By James Knudsen
Golden Goose Theatre
DJ Bazzer’s Year 6 Disco is an exciting experience that subverts one’s expectations until the final curtain. Appropriately stripped back, yet grandiose in scale, this is a show that deserves a longer run and brighter spotlight.
The play serves as an autobiographical insight into the life of a struggling DJ, whose career and personal life have flatlined after a series of unfortunate events. Bazzer is a man who dreams of disc jockey stardom, but still performs at the seasonal discos of his old primary school, at which he is employed as caretaker. One can’t shake the feeling that he represents the part of all of us that recognises the great expectations and aspirations of our youth, whilst worrying that we will never fulfil them. This is just one of the strong themes underpinning the piece, which are well teased out by the witty writing of Georgie Bailey, and brought to life through an emphatic performance by Jack Sunderland.
The audience are guided through a series of non-chronological, episodic scenes, which effectively represent the fractured nature of Barry’s life and mind. We are drip fed information of Barry’s desires, past and present, and the actions he has taken in their pursuit. The layers of his complex psyche are carefully peeled back in Bailey’s script, and Sunderland’s performance provides a deft hand in the unravelling of this multifaceted character and story.
Great credit must be bestowed upon the sound and lighting team, led by Chrissy Williams and Chloe Stally-Gibson respectively. Their work accompanies Sunderland’s performance in a way that can only be described as transportive. The audience are initially immersed in a seemingly terrific DJ scene, complete with fantastical disco lighting and blaring tunes.
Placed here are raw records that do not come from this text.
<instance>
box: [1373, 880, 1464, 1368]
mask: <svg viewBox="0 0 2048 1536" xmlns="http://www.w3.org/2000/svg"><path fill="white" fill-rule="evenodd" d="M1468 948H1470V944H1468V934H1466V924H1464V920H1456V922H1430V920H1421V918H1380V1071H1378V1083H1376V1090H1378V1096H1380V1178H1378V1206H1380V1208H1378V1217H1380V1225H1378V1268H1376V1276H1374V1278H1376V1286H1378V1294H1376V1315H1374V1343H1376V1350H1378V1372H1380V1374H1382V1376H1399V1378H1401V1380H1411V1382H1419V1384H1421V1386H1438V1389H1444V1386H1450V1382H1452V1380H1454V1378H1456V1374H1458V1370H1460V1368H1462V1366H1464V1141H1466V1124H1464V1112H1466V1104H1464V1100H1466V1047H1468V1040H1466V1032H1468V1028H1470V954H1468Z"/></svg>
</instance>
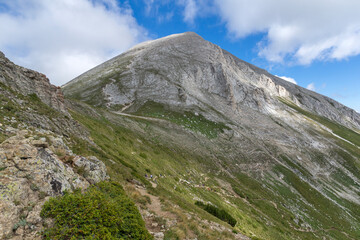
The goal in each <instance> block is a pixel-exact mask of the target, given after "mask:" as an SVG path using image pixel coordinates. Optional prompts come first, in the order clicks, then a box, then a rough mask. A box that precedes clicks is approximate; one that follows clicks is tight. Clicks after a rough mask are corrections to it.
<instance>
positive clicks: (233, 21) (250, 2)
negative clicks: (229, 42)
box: [214, 0, 360, 65]
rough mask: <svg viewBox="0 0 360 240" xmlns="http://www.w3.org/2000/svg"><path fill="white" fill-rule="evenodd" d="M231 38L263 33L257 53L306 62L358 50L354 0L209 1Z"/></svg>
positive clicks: (357, 36)
mask: <svg viewBox="0 0 360 240" xmlns="http://www.w3.org/2000/svg"><path fill="white" fill-rule="evenodd" d="M214 1H215V4H216V5H217V6H218V9H219V14H220V16H221V17H222V19H223V21H224V22H225V24H226V27H227V29H228V31H229V32H230V33H231V34H232V35H233V36H235V37H236V38H242V37H246V36H249V35H251V34H255V33H264V34H265V36H266V37H265V38H264V39H263V40H262V41H261V42H260V43H259V45H258V46H259V55H260V56H262V57H265V58H266V59H267V60H269V61H273V62H283V61H284V59H286V60H290V61H291V62H292V63H296V64H304V65H307V64H310V63H312V62H313V61H315V60H320V61H327V60H331V59H337V60H341V59H345V58H348V57H350V56H355V55H358V54H360V14H359V9H360V1H358V0H347V1H342V0H333V1H328V0H317V1H312V0H302V1H288V0H277V1H268V0H214Z"/></svg>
This mirage is shattered by an effortless sound and lighting transition to reveal the less glamorous reality of a crappy school hall aesthetic, highlighting the true nature of Barry’s life and career progression. The low-budget feel of these scenes (and much of the production) actually plays to the strength of the narrative and tone of the play, as Barry’s life is not a glamorous one, despite his DJ stardom fantasies.
The audience’s expectations are subverted like this throughout the play, wiping from moments of fantasy to harsh reality, elation and grandeur to bitter emptiness and melancholy. Bailey’s script and Sunderland’s performance are not afraid to pivot on a dime to unveil something most unexpected. An allusion to Jekyll and Hyde feels apt, with all facets of the production tending toward a duality in tone and execution, from opposing hues of lighting splitting the stage in half to the content of Sunderland’s performance itself.
And what a performance it is. Sunderland is bursting with energy and charisma that is perfect for this character and production. He is appropriately larger than life, or completely down to earth whenever the piece demands it. The structure of Bailey’s script allows Sunderland to flex his acting chops, instantaneously and convincingly transitioning between vastly different states of emotion and tension. I hope that DJ Bazzer’s Year 6 Disco marks the beginning of Sunderland as a familiar face in the realm of stage and screen.
You should go and see DJ Bazzer’s Year 6 Disco if you can, to see what can be achieved with great writing, acting, and crafty use of a limited budget. Perhaps the only negative is that you will be left wanting more.